It's a familiar story. Environmental advocates push for regulation. Industry responds with caution, concerned about associated costs, while the public chooses sides.
But research by Clarkson University Associate Professor of Economics Martin Heintzelman promises to diffuse some of that tension. Heintzelman uses the tools and models of economics to inform cost-benefit analyses of environmental issues. By putting a dollar value on the benefits of clean air or water, for example, he can strengthen a case for regulation.
"Much of my work has focused in the area of property values, which is a very good metric to assess benefits," Heintzelman says. He is currently working with his Clarkson colleague, Professor of Civil & Environmental Engineering Thomas Holsen, on a New York state-funded project to measure the benefits of reducing mercury pollution and acid deposition by assessing their effect on property values and water quality throughout the state.

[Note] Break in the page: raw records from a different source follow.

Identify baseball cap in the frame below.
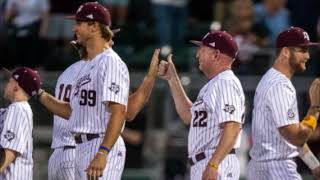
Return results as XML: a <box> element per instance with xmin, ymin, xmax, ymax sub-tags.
<box><xmin>66</xmin><ymin>2</ymin><xmax>111</xmax><ymax>26</ymax></box>
<box><xmin>3</xmin><ymin>67</ymin><xmax>42</xmax><ymax>97</ymax></box>
<box><xmin>190</xmin><ymin>31</ymin><xmax>238</xmax><ymax>59</ymax></box>
<box><xmin>66</xmin><ymin>2</ymin><xmax>120</xmax><ymax>33</ymax></box>
<box><xmin>276</xmin><ymin>27</ymin><xmax>319</xmax><ymax>48</ymax></box>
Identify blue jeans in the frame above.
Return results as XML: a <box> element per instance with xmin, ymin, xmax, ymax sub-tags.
<box><xmin>152</xmin><ymin>4</ymin><xmax>187</xmax><ymax>46</ymax></box>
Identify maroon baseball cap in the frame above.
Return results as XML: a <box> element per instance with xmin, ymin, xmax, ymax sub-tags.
<box><xmin>276</xmin><ymin>27</ymin><xmax>319</xmax><ymax>48</ymax></box>
<box><xmin>66</xmin><ymin>2</ymin><xmax>111</xmax><ymax>26</ymax></box>
<box><xmin>190</xmin><ymin>31</ymin><xmax>238</xmax><ymax>59</ymax></box>
<box><xmin>3</xmin><ymin>67</ymin><xmax>42</xmax><ymax>97</ymax></box>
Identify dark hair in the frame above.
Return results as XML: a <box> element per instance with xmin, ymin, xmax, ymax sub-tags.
<box><xmin>87</xmin><ymin>21</ymin><xmax>114</xmax><ymax>41</ymax></box>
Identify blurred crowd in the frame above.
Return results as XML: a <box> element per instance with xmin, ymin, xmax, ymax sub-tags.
<box><xmin>0</xmin><ymin>0</ymin><xmax>320</xmax><ymax>75</ymax></box>
<box><xmin>0</xmin><ymin>1</ymin><xmax>320</xmax><ymax>179</ymax></box>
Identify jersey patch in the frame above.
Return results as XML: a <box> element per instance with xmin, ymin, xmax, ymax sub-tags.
<box><xmin>223</xmin><ymin>104</ymin><xmax>235</xmax><ymax>114</ymax></box>
<box><xmin>4</xmin><ymin>130</ymin><xmax>15</xmax><ymax>142</ymax></box>
<box><xmin>109</xmin><ymin>82</ymin><xmax>120</xmax><ymax>94</ymax></box>
<box><xmin>287</xmin><ymin>109</ymin><xmax>295</xmax><ymax>120</ymax></box>
<box><xmin>194</xmin><ymin>97</ymin><xmax>203</xmax><ymax>106</ymax></box>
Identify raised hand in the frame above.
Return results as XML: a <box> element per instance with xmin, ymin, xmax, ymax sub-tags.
<box><xmin>147</xmin><ymin>49</ymin><xmax>160</xmax><ymax>78</ymax></box>
<box><xmin>309</xmin><ymin>78</ymin><xmax>320</xmax><ymax>107</ymax></box>
<box><xmin>158</xmin><ymin>54</ymin><xmax>177</xmax><ymax>81</ymax></box>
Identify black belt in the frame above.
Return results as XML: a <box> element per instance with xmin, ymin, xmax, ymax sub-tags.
<box><xmin>75</xmin><ymin>134</ymin><xmax>100</xmax><ymax>144</ymax></box>
<box><xmin>188</xmin><ymin>149</ymin><xmax>235</xmax><ymax>166</ymax></box>
<box><xmin>63</xmin><ymin>146</ymin><xmax>75</xmax><ymax>150</ymax></box>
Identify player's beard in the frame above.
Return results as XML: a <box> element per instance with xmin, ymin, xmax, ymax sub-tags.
<box><xmin>288</xmin><ymin>51</ymin><xmax>306</xmax><ymax>73</ymax></box>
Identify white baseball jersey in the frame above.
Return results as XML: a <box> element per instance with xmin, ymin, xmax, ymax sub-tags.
<box><xmin>69</xmin><ymin>48</ymin><xmax>129</xmax><ymax>180</ymax></box>
<box><xmin>249</xmin><ymin>68</ymin><xmax>299</xmax><ymax>161</ymax></box>
<box><xmin>0</xmin><ymin>102</ymin><xmax>33</xmax><ymax>180</ymax></box>
<box><xmin>69</xmin><ymin>48</ymin><xmax>130</xmax><ymax>133</ymax></box>
<box><xmin>248</xmin><ymin>68</ymin><xmax>301</xmax><ymax>180</ymax></box>
<box><xmin>52</xmin><ymin>60</ymin><xmax>85</xmax><ymax>149</ymax></box>
<box><xmin>48</xmin><ymin>60</ymin><xmax>86</xmax><ymax>180</ymax></box>
<box><xmin>188</xmin><ymin>70</ymin><xmax>245</xmax><ymax>180</ymax></box>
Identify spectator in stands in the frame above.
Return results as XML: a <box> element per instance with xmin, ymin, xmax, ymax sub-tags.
<box><xmin>4</xmin><ymin>0</ymin><xmax>49</xmax><ymax>68</ymax></box>
<box><xmin>44</xmin><ymin>0</ymin><xmax>87</xmax><ymax>70</ymax></box>
<box><xmin>254</xmin><ymin>0</ymin><xmax>290</xmax><ymax>45</ymax></box>
<box><xmin>151</xmin><ymin>0</ymin><xmax>188</xmax><ymax>55</ymax></box>
<box><xmin>47</xmin><ymin>0</ymin><xmax>84</xmax><ymax>43</ymax></box>
<box><xmin>99</xmin><ymin>0</ymin><xmax>130</xmax><ymax>27</ymax></box>
<box><xmin>227</xmin><ymin>0</ymin><xmax>262</xmax><ymax>63</ymax></box>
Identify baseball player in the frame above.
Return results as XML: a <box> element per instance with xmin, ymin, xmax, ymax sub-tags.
<box><xmin>0</xmin><ymin>67</ymin><xmax>41</xmax><ymax>180</ymax></box>
<box><xmin>248</xmin><ymin>27</ymin><xmax>320</xmax><ymax>180</ymax></box>
<box><xmin>37</xmin><ymin>2</ymin><xmax>160</xmax><ymax>179</ymax></box>
<box><xmin>47</xmin><ymin>37</ymin><xmax>159</xmax><ymax>180</ymax></box>
<box><xmin>48</xmin><ymin>58</ymin><xmax>85</xmax><ymax>180</ymax></box>
<box><xmin>158</xmin><ymin>31</ymin><xmax>245</xmax><ymax>180</ymax></box>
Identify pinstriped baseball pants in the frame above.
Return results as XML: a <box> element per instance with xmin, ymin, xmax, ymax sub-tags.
<box><xmin>190</xmin><ymin>153</ymin><xmax>240</xmax><ymax>180</ymax></box>
<box><xmin>48</xmin><ymin>147</ymin><xmax>76</xmax><ymax>180</ymax></box>
<box><xmin>75</xmin><ymin>136</ymin><xmax>126</xmax><ymax>180</ymax></box>
<box><xmin>247</xmin><ymin>159</ymin><xmax>302</xmax><ymax>180</ymax></box>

Heintzelman's other projects include an analysis of the relationship between the location of wind energy facilities and declining property values, and how environmental indicators, like the presence of the Common Loon on an Adirondack lake, have a substantial impact on property values.
Heintzelman used an extensive dataset of Adirondack property transactions, which isolated the impacts on property values of many factors, including lake water quality, data like water acidity, as well as indicator measures, such as the presence or absence of loons, a waterfowl that is highly sensitive to water pollution.
"Preliminary results suggest that when making property transaction decisions, homeowners value being on or near water bodies that are less threatened by acidity and contain loons," says Heintzelman.
In fact, the researcher and his team found that the presence of loons generates a premium on property transactions of 7-8 percent, which for the average lakefront house is $13,500. Likewise, the presence of invasive plants, such as milfoil, reduces transaction prices by approximately 7 percent.
"These results suggest that there are significant benefits to Adirondack homeowners from regulations, which would improve water quality and aquatic ecosystems," says Heintzelman.